The City of Rio has developed over 30 community gardens in public spaces in favelas that include 17 located in schools. In Rio, these community gardens have a different connotation and activity than here in the U.S. Most community gardens in the U.S. are but areas divided into plots utilized by individuals – no collaboration as relates to working together in terms of production, what is grown and harvest.

The Rio gardens are in part subsidized by the city. While we are often philosophically opposed to “subsidy” projects, there may be value in looking at subsidies in a broader context. Is it the residents of the favelas that are being subsidized? Or, is it the economy of Rio that is being subsidized by providing the free market with people in a condition to work and a few more folks with purchasing power?

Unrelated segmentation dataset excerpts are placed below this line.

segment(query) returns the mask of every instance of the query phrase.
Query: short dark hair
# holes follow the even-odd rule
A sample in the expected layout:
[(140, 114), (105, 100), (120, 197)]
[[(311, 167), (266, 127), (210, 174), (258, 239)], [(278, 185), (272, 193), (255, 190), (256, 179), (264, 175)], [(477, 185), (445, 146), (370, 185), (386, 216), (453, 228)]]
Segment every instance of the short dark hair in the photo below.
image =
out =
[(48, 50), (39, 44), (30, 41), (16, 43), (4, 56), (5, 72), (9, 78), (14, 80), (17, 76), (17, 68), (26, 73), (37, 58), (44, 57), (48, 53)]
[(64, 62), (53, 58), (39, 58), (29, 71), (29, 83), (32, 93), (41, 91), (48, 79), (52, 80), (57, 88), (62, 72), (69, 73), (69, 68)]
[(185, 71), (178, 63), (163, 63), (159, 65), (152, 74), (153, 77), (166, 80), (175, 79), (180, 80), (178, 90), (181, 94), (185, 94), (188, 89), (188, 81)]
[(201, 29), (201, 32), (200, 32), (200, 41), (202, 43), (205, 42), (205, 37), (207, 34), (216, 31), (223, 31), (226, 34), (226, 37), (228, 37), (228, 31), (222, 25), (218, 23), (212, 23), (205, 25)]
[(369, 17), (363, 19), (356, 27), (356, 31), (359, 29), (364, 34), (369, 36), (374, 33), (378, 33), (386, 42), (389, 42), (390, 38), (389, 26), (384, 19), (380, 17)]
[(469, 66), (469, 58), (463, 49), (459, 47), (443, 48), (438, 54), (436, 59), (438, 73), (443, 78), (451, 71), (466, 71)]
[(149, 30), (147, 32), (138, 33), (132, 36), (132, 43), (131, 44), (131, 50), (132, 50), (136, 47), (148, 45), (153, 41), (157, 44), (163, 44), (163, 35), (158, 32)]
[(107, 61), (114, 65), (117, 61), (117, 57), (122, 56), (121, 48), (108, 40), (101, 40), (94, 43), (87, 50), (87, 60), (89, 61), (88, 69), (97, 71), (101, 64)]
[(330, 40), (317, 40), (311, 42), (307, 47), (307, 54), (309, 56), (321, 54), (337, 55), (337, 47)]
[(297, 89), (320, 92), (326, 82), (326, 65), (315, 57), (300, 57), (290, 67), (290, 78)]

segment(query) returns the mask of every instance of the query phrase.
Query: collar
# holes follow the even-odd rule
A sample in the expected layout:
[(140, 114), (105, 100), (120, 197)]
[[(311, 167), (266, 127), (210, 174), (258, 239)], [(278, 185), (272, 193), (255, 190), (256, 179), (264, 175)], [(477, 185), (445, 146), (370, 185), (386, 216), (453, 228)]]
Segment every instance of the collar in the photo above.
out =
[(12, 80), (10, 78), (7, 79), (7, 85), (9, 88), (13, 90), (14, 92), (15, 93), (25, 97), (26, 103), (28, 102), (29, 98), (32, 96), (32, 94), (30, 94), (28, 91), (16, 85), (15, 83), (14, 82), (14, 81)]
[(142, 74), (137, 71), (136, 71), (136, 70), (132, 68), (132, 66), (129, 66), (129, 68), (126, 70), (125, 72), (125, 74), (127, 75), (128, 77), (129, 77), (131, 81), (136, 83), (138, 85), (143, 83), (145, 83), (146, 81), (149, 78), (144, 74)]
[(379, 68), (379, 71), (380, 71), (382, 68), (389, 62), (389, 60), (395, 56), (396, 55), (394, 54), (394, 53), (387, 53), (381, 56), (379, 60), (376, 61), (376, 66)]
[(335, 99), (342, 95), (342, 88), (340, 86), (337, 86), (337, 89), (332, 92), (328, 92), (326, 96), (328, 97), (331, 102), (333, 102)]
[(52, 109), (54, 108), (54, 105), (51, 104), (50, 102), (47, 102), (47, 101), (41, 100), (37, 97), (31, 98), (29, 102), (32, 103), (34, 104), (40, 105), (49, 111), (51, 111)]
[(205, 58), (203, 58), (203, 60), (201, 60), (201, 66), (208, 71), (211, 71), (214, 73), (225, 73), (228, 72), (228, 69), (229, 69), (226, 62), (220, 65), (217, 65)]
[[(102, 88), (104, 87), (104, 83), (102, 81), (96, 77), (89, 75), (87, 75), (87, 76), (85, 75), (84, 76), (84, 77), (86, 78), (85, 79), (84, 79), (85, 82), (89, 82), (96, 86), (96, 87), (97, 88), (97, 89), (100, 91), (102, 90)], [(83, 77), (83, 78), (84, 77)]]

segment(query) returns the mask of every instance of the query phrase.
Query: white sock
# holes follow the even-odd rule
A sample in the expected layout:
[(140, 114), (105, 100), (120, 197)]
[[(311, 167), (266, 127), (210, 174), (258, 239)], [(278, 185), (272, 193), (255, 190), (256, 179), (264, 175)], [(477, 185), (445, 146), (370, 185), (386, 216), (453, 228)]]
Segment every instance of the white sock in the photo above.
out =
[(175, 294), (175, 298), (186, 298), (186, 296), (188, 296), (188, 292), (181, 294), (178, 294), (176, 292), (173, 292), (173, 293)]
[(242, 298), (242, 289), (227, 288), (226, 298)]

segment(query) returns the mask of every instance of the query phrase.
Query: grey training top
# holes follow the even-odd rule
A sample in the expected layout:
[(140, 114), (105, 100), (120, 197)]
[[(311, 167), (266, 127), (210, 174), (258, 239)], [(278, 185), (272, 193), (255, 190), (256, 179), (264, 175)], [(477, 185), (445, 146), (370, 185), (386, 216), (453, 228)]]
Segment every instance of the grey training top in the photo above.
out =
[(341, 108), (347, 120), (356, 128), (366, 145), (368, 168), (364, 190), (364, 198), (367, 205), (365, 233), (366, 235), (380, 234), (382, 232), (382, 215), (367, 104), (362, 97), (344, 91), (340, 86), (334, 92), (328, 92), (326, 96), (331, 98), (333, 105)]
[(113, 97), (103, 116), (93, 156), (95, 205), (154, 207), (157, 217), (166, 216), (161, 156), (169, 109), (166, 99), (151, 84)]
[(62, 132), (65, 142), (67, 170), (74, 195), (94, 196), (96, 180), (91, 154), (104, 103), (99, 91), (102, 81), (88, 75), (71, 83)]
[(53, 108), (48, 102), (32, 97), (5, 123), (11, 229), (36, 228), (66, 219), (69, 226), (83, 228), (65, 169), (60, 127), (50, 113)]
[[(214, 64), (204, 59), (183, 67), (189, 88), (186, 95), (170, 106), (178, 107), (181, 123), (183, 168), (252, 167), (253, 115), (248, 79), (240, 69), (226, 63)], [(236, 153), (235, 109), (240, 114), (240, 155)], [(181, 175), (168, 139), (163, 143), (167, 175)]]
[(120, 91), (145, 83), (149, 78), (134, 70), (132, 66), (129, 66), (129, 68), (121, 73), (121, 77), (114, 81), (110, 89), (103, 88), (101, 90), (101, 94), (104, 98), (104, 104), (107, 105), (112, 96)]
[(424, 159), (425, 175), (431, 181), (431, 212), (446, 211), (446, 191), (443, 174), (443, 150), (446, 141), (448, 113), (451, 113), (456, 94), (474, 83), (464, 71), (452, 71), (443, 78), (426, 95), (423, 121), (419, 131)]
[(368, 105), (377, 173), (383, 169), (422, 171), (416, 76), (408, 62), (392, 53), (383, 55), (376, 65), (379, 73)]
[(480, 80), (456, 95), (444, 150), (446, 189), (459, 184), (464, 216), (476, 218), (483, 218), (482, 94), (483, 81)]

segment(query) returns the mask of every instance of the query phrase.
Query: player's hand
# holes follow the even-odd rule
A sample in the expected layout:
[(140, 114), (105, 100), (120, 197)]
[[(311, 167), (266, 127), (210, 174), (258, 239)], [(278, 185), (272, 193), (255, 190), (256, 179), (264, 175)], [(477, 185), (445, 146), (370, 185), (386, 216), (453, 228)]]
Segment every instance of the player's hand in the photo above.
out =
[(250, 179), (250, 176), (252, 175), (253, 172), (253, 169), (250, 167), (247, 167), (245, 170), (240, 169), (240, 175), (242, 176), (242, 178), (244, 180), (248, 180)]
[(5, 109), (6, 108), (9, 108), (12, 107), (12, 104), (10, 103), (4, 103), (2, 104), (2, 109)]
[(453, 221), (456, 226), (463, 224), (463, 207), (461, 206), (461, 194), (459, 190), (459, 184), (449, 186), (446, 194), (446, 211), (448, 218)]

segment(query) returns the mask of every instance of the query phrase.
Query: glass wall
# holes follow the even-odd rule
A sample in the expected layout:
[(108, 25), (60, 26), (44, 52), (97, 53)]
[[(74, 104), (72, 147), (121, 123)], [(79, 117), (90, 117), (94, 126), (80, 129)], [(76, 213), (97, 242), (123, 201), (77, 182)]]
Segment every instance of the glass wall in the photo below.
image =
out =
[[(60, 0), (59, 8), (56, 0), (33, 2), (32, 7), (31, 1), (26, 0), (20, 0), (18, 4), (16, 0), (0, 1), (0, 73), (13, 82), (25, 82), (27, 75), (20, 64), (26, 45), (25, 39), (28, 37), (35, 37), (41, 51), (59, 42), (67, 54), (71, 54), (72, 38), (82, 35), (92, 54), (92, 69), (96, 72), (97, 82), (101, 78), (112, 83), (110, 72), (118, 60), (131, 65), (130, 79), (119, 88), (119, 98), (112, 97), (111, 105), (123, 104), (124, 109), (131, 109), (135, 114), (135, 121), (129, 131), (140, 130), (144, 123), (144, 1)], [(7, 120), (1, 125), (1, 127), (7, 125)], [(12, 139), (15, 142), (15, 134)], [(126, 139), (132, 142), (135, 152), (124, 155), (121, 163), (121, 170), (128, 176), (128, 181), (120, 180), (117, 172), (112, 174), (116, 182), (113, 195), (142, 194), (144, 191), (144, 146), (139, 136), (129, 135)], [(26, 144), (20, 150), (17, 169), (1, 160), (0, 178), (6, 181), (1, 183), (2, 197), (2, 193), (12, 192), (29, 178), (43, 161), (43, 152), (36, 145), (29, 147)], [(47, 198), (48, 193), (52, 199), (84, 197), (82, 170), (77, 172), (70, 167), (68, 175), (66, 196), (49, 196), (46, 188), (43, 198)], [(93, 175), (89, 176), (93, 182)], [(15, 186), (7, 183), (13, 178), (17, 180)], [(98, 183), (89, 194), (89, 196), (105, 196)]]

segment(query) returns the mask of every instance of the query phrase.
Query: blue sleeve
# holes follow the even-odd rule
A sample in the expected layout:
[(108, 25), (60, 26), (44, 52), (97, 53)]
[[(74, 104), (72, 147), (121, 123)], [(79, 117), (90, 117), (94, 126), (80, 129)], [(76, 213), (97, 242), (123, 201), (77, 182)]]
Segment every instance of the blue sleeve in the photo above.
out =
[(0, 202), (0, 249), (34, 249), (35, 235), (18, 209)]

Following is what makes the Hortas Cariocas project interesting:

  • The work in the gardens is exclusively performed by former prison inmates (providing a rehabilitation venue).
  • Half of the crops are distributed to neighborhood schools and low-income families as determined by a local residents’ association.
  • The other half of the crops are sold with proceeds going to pay the former prison inmate workers who tend the gardens.
  • The city provides seeds, uniforms, protective gear, farming equipment and organic fertilizers.
  • Each community garden is organized and activities managed by a “coordinator” that receives a monthly stipend from the city.

 

 

At this time, the City of Rio wants to work on this project with the hopes that the project can ultimately be financially self-sufficient. The question we must ask, however, is why the free market economy was not financially self-sufficient in sustaining people in the first place? Interestingly, projects similar to the Rio project are starting to appear in the U.S.